ニューヨークのブルックリンを舞台に、ウィリー、ジョー、アルは40年以上勤めてきた会社の゛手の平返し”と、それに追討ちをかけるような銀行の対応で進退窮まってしまう。
そこで彼らは人生一発逆転を懸けて「強盗」することを決意するのだが、老骨に鞭打ち、リスキーで重罪に問われるような犯罪に何故手を染めるのか?
それは手厚い福祉政策を掲げながら、税収減になると真っ先に社会的弱者である子供や老人を切り捨ててしまうことにある。
本作は、1979年のマーティン・プレストン監督の「お達者コメディ/シルバー・ギャング」のリメイクなのだが、現代的視点でスタイリッシュに映画を仕上げている。
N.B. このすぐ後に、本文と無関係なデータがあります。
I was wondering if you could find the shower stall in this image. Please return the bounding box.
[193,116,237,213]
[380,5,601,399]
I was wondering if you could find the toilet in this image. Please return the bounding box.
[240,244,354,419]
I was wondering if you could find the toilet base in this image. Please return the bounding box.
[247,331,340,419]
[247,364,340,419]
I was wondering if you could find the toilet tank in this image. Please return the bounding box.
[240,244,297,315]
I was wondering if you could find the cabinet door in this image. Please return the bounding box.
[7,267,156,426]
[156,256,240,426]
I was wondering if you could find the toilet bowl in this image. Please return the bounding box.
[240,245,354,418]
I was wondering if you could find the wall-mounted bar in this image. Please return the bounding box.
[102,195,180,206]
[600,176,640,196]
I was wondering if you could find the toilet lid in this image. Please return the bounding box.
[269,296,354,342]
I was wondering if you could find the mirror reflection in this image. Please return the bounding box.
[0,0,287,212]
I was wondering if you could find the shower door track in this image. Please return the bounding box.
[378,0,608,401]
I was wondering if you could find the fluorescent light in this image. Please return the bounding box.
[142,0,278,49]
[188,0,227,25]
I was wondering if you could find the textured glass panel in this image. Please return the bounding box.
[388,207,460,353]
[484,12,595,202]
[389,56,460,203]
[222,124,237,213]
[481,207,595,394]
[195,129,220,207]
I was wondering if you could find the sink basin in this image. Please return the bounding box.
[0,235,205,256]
そして何と言っても、ウィリー、ジョー、アルを演じるレジェンドなオスカー俳優たち、モーガン・フリーマン、マイケル・ケイン、アラン・アーキンの80歳オーバーとは思えない、溌剌としてユーモアたっぷりの成りきりぶりが楽しい!
更に、その演技には人生の酸いも甘いも嚙み分けたような滋味のようなものがある。
この滋味が本作で描かれる家族愛や仲間との友情のドラマに何とも言えない温もりを与えている。
80歳過ぎの名優たちが繰り広げるヤンチャな痛快コメディを観ていると、まだまだ若輩な我々はもっと頑張らねばと思えてきます。